At the time of the second Iraq War, the Royal Academy was organizing an exhibition with Egypt, which then had to be called off! Within one year we managed to organize, from start to finish, an extraordinary exhibition called “The Turks. A Journey of a Thousand Years,” with incredible loans, many never seen before in public, from Topkapi and other Turkish museums, but also other extraordinary pieces from museums from all over Europe and the United States. This could not have been done without the unbelievable commitment of two individuals, namely Dr. Nazan Olçer, a great scholar-impresario from Istanbul, and Dr. David Roxburgh, a brilliant Scottish young art historian professor from Harvard. Together we achieved five years of work in less than one with astonishing success, including a great scholarly catalogue. In general, when projects fell through, which they did occasionally, we filled up the gap with contemporary art. This is how both “A New Spirit” took place, as well as “Sensation”, which took place in 1997, based on Charles Saatchi collection of the Young British artists, Damien Hirst, etc, etc. Sometimes shows would take ten years from first ideas to ultimate realization—or example, “Mantegna,” in 1994. But contemporary art is best done a great speed and in heat!
7. What are you currently working on?
I am working closely with Tom Krens on projects around the world.

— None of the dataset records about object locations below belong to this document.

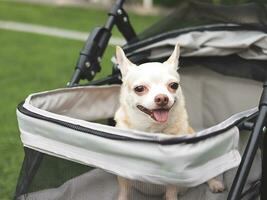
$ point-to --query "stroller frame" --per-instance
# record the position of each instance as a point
(88, 64)
(118, 17)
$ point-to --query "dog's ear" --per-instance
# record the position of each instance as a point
(124, 63)
(173, 60)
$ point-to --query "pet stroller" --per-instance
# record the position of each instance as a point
(72, 150)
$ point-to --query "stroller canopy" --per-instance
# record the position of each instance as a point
(230, 40)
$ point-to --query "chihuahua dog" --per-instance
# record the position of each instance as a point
(151, 100)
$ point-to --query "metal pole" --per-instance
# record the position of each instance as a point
(250, 151)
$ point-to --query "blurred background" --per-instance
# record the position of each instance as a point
(40, 41)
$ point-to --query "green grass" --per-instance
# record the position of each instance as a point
(31, 63)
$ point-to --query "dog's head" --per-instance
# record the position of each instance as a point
(150, 89)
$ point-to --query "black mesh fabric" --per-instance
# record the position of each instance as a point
(42, 171)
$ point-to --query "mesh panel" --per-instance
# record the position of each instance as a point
(188, 14)
(41, 171)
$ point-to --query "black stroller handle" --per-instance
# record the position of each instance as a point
(88, 63)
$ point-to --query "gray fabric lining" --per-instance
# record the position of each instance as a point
(210, 99)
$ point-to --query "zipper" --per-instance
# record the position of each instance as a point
(171, 141)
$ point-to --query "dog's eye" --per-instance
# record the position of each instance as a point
(174, 85)
(139, 89)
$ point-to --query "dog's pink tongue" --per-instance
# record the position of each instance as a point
(161, 115)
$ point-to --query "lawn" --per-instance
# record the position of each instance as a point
(31, 63)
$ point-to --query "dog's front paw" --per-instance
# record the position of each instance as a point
(216, 185)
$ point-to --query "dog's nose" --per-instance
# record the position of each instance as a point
(161, 100)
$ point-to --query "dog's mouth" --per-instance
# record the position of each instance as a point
(159, 115)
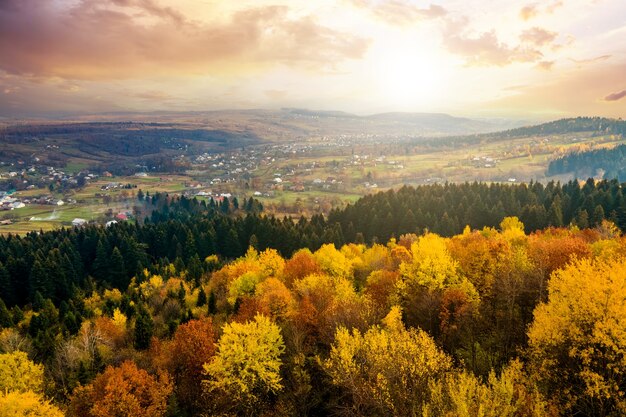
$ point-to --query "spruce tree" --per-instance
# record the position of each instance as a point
(143, 329)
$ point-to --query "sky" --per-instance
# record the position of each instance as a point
(490, 58)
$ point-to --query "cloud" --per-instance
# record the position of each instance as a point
(545, 65)
(400, 12)
(485, 49)
(538, 36)
(591, 60)
(528, 12)
(615, 96)
(152, 95)
(533, 10)
(572, 93)
(108, 39)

Tom who is arguably the most hated man in the world of art, but is in fact a great poet, dreamer, and driven achiever. The Guggenheim Bilbao changed a city only for the best and I am sure his project for Abu Dhabi will be the same. It has been a privilege to work with him over many years and I hope we will be continue succesfully into the future over the next decade or so. I am also working with a great collector/philanthropist in New York, and have assisted him to put together an astonishing collection of 17th Century Dutch Old Masters around the figure of Rembrandt, a world that I got to know in my days at Agnew’s in the 60s. I am working with a number of artists friends of mine on various projects over the next years.

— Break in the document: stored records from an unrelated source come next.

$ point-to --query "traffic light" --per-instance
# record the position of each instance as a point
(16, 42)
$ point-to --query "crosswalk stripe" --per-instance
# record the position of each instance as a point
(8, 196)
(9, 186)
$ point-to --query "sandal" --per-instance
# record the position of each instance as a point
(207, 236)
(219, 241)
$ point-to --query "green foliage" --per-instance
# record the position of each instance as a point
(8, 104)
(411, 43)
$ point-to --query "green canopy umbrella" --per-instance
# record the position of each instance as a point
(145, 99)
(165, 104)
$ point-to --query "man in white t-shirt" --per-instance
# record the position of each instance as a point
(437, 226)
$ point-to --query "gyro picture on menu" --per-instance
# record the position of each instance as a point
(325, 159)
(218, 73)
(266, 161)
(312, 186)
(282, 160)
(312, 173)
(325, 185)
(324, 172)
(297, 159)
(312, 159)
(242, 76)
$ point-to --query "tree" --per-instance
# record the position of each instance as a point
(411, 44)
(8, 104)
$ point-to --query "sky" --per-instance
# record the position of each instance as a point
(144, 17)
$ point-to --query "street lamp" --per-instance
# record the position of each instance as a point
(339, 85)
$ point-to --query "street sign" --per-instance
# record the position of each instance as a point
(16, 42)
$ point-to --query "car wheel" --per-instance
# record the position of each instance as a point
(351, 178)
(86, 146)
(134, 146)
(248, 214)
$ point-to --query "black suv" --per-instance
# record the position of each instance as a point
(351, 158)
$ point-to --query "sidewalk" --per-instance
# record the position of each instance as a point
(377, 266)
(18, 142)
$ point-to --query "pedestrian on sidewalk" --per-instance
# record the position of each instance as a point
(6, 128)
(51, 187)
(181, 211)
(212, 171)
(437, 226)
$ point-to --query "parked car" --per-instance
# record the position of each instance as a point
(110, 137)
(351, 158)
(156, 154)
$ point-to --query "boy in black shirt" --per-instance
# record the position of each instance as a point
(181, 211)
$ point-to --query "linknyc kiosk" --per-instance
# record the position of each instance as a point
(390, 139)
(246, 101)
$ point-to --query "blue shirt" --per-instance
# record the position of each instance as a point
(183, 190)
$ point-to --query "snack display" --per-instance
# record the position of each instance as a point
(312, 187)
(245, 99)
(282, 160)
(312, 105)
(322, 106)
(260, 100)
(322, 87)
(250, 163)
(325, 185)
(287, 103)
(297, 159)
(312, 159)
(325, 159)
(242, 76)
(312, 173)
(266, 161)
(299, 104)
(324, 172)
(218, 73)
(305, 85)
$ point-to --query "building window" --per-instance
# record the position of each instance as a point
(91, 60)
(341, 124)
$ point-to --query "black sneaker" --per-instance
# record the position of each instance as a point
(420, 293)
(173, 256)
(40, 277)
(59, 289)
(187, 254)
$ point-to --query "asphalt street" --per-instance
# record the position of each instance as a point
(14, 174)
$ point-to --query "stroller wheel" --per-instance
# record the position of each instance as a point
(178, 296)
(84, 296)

8. What is your advice to young curators?
Never stop looking, never stop learning, and don’t have prejudices. Look at the great art of the past of all cultures, which has to be the measure. The world is full of kaleidoscopic possibilities and each and everyone has its place. But don’t try to present them all in one go, which is the problem with most biennale type shows. No one can read all the plays of Shakespeare in one evening.
Robert Motherwell and Norman Rosenthal during installation of his Motherwell (paintings and collages 1941–) exhibition at the Royal Academy, London. January–March 1978, with members of Royal Academy staff; on right, John Kasmin (father of Paul Kasmin). This was the first Rosenthal-initiated show at the Academy.